Native grasses, bulrush, cattail, hydrilla and lily pads south of Ox Island down to Jax’s Slough, Brahma Island and the Pig Trail provide anglers with excellent cover to pitch or flip plastic baits or slow-troll golden shiners for spawning bass during the winter and spring seasons. Rattling crankbaits, plastic frog imitations, soft jerkbaits, minnow-type stickbaits and Texas- or Carolina-rigged plastic worms fished in open-water or along edges of vegetation are productive during summer and fall. Fly fishermen have access to some outstanding areas to wade fish and consistently have good success with popping bugs during the spring and summer.
Three fish camps, one state park and two public boat ramps are available to anglers.
For more information about the Kissimmee Chain of Lakes visit Experience Kissimmee.
Lake Griffin (10,000 acres), located in central Florida, is part of the Harris Chain of Lakes and is the headwaters for the Ocklawaha River. Lake Griffin has had a dynamic history and restoration work has improved the water quality which has allowed the habitat to improve. The bass population has taken off and resulted in some of the finest bass fishing in the state in recent years. Over 300 bass tournament fish the Harris Chain each year and often, anglers spend the extra effort to lock into Lake Griffin because of the high numbers of quality sized bass and good trophy potential. From our angler surveys (creel) done each year, the anglers catch rates have risen to around 0.8 bass per hour for the past three years, which ranks near some of the most productive bass fisheries in the state. During FWC spring electrofishing surveys, we have observed bass up to 12.5 pounds and TrophyCatch submissions continue to increase. In 2012, FWC placed 18 fish attractors in the lake to concentrate sportfish and they hold the highest number of bass during the warmer months.

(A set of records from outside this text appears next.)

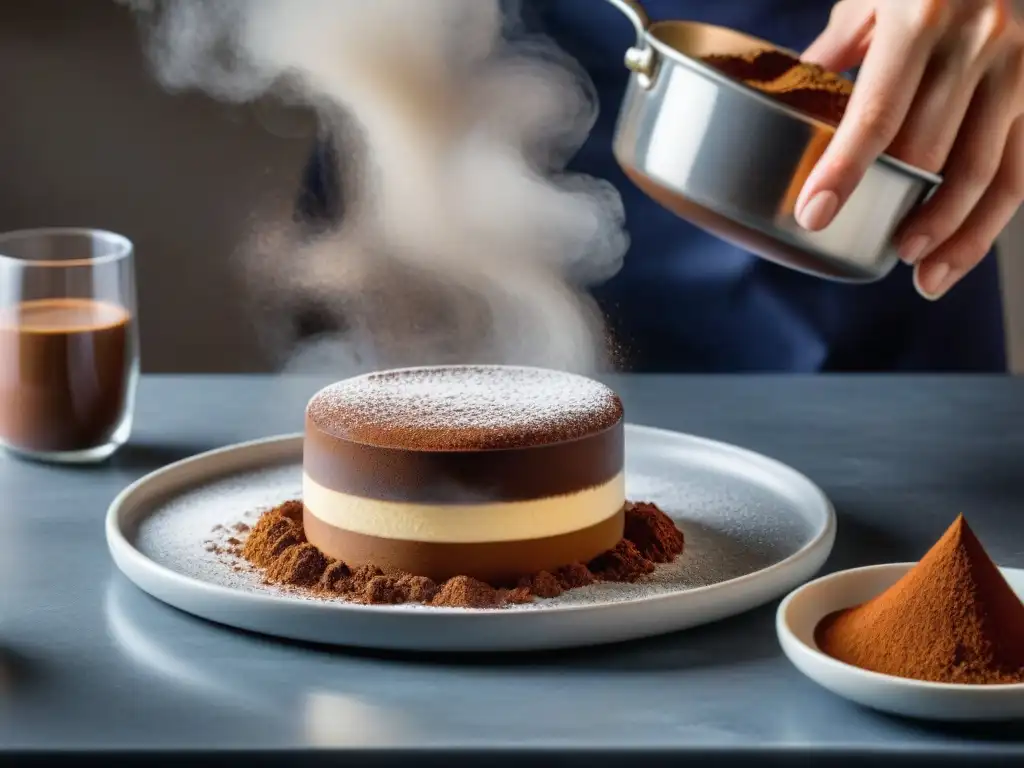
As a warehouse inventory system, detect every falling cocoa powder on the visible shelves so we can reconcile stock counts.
[228,501,684,608]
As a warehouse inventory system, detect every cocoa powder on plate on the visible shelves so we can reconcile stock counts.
[231,501,684,608]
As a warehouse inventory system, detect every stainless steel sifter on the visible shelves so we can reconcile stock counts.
[608,0,942,283]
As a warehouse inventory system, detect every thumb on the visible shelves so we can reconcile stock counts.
[801,2,874,72]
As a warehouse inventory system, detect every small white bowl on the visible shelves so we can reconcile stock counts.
[775,563,1024,722]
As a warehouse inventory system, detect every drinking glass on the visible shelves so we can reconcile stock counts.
[0,227,139,463]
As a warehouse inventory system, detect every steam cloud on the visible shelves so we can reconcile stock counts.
[122,0,627,375]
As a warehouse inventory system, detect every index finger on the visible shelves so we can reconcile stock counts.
[796,5,938,230]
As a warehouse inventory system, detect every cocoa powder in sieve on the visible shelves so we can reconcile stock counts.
[703,50,853,125]
[234,501,684,608]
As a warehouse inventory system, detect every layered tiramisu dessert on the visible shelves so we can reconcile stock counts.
[303,366,626,585]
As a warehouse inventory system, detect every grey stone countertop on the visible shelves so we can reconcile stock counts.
[0,376,1024,767]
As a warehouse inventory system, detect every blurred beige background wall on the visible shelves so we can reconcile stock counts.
[0,0,1024,372]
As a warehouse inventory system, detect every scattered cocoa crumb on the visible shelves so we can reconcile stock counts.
[430,577,498,608]
[623,503,683,563]
[555,562,597,590]
[228,502,684,608]
[588,539,654,582]
[266,544,330,587]
[519,570,565,599]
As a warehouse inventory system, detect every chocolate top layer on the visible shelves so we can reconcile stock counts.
[306,366,623,452]
[303,367,625,504]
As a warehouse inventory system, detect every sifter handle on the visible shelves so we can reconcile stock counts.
[608,0,650,48]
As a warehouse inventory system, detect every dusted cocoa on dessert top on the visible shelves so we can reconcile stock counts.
[303,366,625,504]
[307,366,623,451]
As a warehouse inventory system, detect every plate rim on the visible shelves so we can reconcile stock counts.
[104,422,838,622]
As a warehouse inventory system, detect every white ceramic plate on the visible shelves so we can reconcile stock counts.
[775,563,1024,722]
[106,425,836,651]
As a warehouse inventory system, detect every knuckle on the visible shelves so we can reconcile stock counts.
[858,97,901,147]
[971,0,1015,58]
[1006,40,1024,94]
[993,164,1024,204]
[949,237,992,270]
[904,0,954,34]
[957,152,999,188]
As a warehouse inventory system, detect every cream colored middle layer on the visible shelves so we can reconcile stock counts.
[302,473,626,544]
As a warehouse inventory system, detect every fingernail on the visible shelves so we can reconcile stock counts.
[899,234,932,264]
[913,261,958,301]
[797,191,839,232]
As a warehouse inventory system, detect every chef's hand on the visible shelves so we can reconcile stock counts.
[797,0,1024,299]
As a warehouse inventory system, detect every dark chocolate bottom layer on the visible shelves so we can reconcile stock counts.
[302,508,625,586]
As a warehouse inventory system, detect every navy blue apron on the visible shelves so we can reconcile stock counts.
[302,0,1007,373]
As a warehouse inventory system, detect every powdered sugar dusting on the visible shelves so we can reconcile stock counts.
[307,366,623,451]
[134,451,816,611]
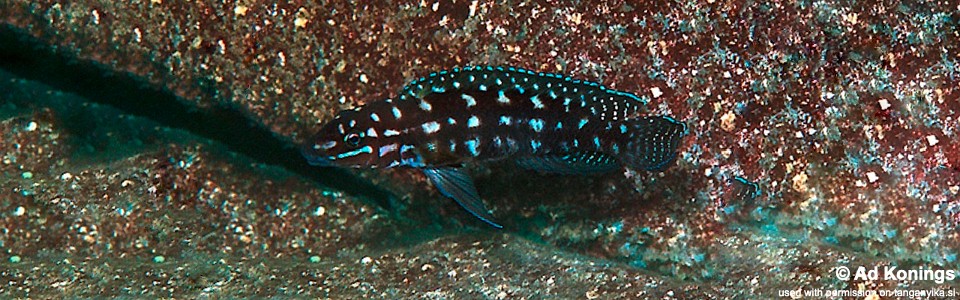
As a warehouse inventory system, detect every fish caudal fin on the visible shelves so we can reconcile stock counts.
[423,167,503,228]
[621,117,687,171]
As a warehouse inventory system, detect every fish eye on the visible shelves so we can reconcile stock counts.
[343,132,360,147]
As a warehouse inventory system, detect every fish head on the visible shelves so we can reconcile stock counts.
[301,109,379,168]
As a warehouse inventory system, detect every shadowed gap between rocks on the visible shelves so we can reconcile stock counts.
[0,24,397,212]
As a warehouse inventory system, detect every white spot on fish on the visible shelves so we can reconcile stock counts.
[460,94,477,107]
[467,116,480,128]
[383,129,400,136]
[530,95,543,109]
[377,144,397,157]
[497,91,522,104]
[464,139,480,156]
[421,122,440,134]
[530,119,543,132]
[420,100,433,111]
[392,106,403,120]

Although anglers are quickly beginning to target Lake Griffin as a top bass destination, the diverse angling opportunities and habitat allow anglers to get away from the crowds. Anglers can flip the grass or pads in the southern section of the lake or focus on fishing the expansive submersed vegetation that has expanded offshore in the northern section (north of Haines creek). Lake Griffin also has a large residential canal network that can have quality bass and provide sight fishing opportunities during the spring when the bass are spawning. Several restored shallow marsh areas on the east side of the lake can provide another fishing opportunity for bass. The primary public access to Lake Griffin is at Herlong Park on highway 441 on the south end of the lake. Several fish camps also exist on the west side of the lake.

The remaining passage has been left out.